第3章

 数日後、家族総出の至れり尽くせりな介護のもと、織本鈴子は退院の日を迎えた。

 母、織本雪はトップクラスの外科医でありながら、今はただの心配性の母親になり果てていた。荷造りした薬瓶を一つ一つ、執拗なまでに確認している。父、織本遠矢はとうに入院棟の正面玄関に車を回していた。エンジンはかけたままだ。愛娘に一歩でも余計な距離を歩かせることすら、大罪だとでも思っているのだろう。

 そして私の婚約者である安藤池は、片膝をついて、織本鈴子にフラットシューズを履かせている。その手つきはあまりに優しく、まるで彼女を壊れやすい磁器か何かのように扱っていた。

 帰りの車内、空気は重苦しく、そして張り詰めていた。

 母はカルテをめくりながら、苛立ち紛れに眉間を揉んだ。

「織本杏は、本当にどうしようもない子ね。鈴子がこんなに長く入院していたというのに、一度も顔を見せないなんて。謝罪どころの話じゃないわ。家に帰ったら、あの子にはたっぷりと『教育』をしてあげないと」

 ハンドルを握る父が、バックミラー越しに母を一瞥する。その声は氷のように冷たい。

「俺は最初から言っていたはずだ。あんな奴、連れ戻すべきじゃなかったんだと。野生で育った獣は、骨の髄まで野蛮なんだ。あんなのを家に置いておくなんて、いつ爆発するとも知れない時限爆弾を抱えているようなものだ。遅かれ早かれ、人が死ぬぞ」

『教育をしてあげる』

 その言葉を聞いた瞬間、後部座席の片隅に浮かぶ私の魂の奥底で、ズキリと幻痛が走った。

 封印していた記憶が潮のように押し寄せ、私を飲み込んでいく。

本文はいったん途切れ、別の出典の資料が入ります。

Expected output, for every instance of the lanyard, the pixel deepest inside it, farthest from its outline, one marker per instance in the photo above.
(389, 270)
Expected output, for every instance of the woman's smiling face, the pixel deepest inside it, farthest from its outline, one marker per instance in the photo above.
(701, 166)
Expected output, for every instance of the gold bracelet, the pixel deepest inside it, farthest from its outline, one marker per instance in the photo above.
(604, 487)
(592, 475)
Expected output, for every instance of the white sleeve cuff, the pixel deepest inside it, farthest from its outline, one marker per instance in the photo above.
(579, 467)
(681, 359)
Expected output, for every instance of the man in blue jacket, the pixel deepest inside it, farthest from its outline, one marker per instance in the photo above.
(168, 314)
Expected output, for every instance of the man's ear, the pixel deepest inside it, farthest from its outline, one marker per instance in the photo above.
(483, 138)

死してなお、その光景は骨身に染みるほど鮮明だった。

 ここ一年、母の織本鈴子に対する偏愛は病的な領域に達していた。対して私に向けられる嫌悪は、私がこの家に戻った初日から始まっている。

 本来なら喜ばしいはずの帰還パーティーでのことだ。織本鈴子は熱いお茶を手に私に歩み寄ってきた。『姉を受け入れる』という温情のアピールだったのだろう。だが次の瞬間、彼女は足を滑らせ、煮えたぎる茶を全身に浴びた。

 その瞬間、家族全員の理性が音を立てて砕け散った。

 父は問答無用で、裏拳で私を張り飛ばした。あまりに重い一撃に鼓膜が破れ、頭の中で耳鳴りが響き続けた。

「この疫病神が! 帰ってきた初日に、妹を焼き殺す気か!」

 そして、尊敬を集める『織本先生』であるはずの母は、ただ冷ややかに織本鈴子を抱き起こし、まるで『医療廃棄物』を見るような目で私を見下ろした。

「織本杏。あなたの根性は腐ってるわ。吐き気がする」

 それから――三ヶ月前のことだ。一本の古いネックレスが原因で、私はまた父に酷い折檻を受けた。あの時は丸三日、ベッドから起き上がれなかった。

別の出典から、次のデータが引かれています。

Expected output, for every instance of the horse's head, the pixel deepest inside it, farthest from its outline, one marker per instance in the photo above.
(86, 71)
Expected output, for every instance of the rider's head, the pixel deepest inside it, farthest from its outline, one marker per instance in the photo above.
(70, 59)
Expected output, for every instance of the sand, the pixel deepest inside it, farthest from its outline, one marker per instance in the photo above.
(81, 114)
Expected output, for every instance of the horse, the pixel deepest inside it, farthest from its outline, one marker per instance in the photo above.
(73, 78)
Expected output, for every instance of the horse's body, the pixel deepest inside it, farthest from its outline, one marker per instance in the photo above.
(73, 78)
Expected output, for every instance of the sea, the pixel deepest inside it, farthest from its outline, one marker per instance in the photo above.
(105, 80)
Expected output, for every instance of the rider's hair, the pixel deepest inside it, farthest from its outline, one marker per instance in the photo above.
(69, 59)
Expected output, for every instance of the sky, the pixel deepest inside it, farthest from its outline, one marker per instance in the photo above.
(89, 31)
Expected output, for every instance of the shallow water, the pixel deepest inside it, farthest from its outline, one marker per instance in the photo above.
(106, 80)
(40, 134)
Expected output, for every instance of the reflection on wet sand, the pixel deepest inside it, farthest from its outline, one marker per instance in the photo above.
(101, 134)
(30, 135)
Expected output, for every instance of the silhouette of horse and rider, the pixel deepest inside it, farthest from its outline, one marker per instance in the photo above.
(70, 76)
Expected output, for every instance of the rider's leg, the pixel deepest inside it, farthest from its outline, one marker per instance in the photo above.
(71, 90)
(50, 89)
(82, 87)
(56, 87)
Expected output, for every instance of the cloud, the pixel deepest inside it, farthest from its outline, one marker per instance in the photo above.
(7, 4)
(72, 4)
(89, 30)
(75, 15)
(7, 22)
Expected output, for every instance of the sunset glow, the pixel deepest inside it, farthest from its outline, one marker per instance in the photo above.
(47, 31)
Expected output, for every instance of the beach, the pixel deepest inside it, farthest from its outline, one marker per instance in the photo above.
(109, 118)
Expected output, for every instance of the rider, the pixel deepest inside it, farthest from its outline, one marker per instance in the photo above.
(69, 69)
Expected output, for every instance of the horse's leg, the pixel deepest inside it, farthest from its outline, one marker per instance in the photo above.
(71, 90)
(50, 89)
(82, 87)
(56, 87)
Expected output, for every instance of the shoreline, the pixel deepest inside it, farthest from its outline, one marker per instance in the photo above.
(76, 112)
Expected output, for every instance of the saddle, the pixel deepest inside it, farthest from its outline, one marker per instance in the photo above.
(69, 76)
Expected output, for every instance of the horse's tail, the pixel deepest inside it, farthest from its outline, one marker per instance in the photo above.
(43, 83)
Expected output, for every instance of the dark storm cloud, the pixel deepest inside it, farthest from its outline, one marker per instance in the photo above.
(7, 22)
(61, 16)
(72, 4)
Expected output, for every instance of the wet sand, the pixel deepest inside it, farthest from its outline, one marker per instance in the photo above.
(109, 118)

 そのネックレスに金銭的な価値などない。養母の唯一の遺品であり、私がこの世で最も大切にしている宝物だった。

 織本鈴子の部屋には宝石が溢れ返り、安藤池からの『何気ないプレゼント』さえ限定品だというのに、彼女はあえて私のその一本に目をつけたのだ。

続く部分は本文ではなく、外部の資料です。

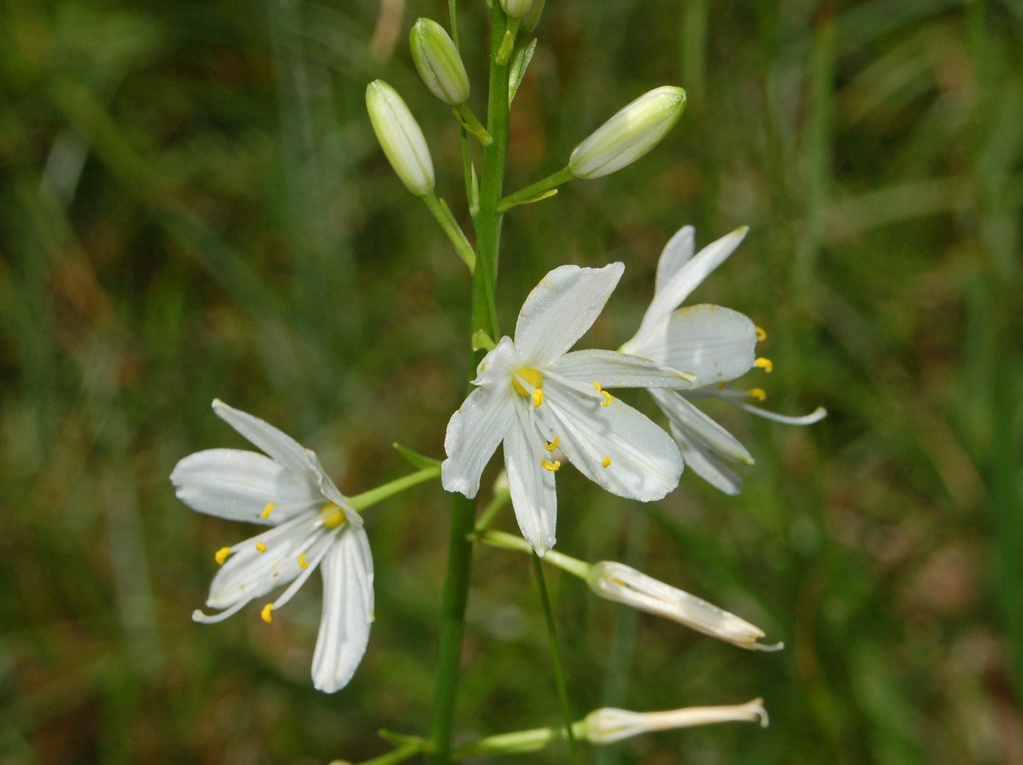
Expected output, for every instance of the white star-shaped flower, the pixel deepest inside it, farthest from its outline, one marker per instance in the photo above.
(546, 404)
(313, 526)
(716, 344)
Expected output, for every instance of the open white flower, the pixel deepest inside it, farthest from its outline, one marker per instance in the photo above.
(716, 344)
(313, 525)
(545, 404)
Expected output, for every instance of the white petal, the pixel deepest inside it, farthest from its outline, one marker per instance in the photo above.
(613, 369)
(715, 344)
(348, 612)
(687, 278)
(645, 462)
(238, 486)
(675, 255)
(532, 487)
(561, 309)
(473, 434)
(281, 447)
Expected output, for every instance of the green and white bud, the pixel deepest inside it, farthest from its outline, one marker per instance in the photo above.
(438, 61)
(609, 725)
(400, 137)
(632, 132)
(517, 8)
(624, 584)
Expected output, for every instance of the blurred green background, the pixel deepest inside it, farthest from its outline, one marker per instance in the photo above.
(193, 206)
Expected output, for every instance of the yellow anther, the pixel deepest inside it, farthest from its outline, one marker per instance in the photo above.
(332, 515)
(526, 375)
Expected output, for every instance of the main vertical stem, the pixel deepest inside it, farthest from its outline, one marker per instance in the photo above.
(484, 318)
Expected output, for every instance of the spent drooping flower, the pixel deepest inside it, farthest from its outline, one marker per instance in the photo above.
(546, 404)
(717, 345)
(313, 526)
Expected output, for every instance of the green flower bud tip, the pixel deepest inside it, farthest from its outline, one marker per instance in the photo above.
(438, 62)
(400, 137)
(517, 8)
(633, 131)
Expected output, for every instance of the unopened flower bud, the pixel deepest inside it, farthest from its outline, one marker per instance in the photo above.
(626, 585)
(400, 137)
(609, 725)
(438, 61)
(629, 134)
(517, 8)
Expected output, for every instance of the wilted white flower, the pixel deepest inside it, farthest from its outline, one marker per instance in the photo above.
(545, 404)
(716, 344)
(313, 526)
(609, 725)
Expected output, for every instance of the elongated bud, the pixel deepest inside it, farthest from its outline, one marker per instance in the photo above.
(517, 8)
(609, 725)
(438, 61)
(400, 137)
(629, 134)
(626, 585)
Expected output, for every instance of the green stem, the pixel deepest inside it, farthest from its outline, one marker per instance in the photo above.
(371, 497)
(556, 655)
(536, 191)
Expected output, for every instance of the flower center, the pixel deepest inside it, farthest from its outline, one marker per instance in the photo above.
(332, 515)
(528, 383)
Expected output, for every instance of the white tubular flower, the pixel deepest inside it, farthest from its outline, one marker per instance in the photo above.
(716, 344)
(400, 137)
(609, 725)
(626, 585)
(313, 525)
(546, 404)
(633, 131)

「お姉ちゃん、そのネックレスすごく珍しいわね。ちょっと見せてくれない?」

 彼女が手を伸ばしてくる。

 私は本能的にネックレスを庇った。それだけは譲れなかったからだ。揉み合いになったその時、織本鈴子が突然悲鳴を上げ、その場にへたり込み、手首を押さえて泣き出した。

 聞きつけた母が部屋に飛び込んでくる。織本鈴子の赤くなった手首を目にした瞬間、母の中で何かが切れたようだった。彼女は織本鈴子を慰めながら、私に向かって怒声を浴びせた。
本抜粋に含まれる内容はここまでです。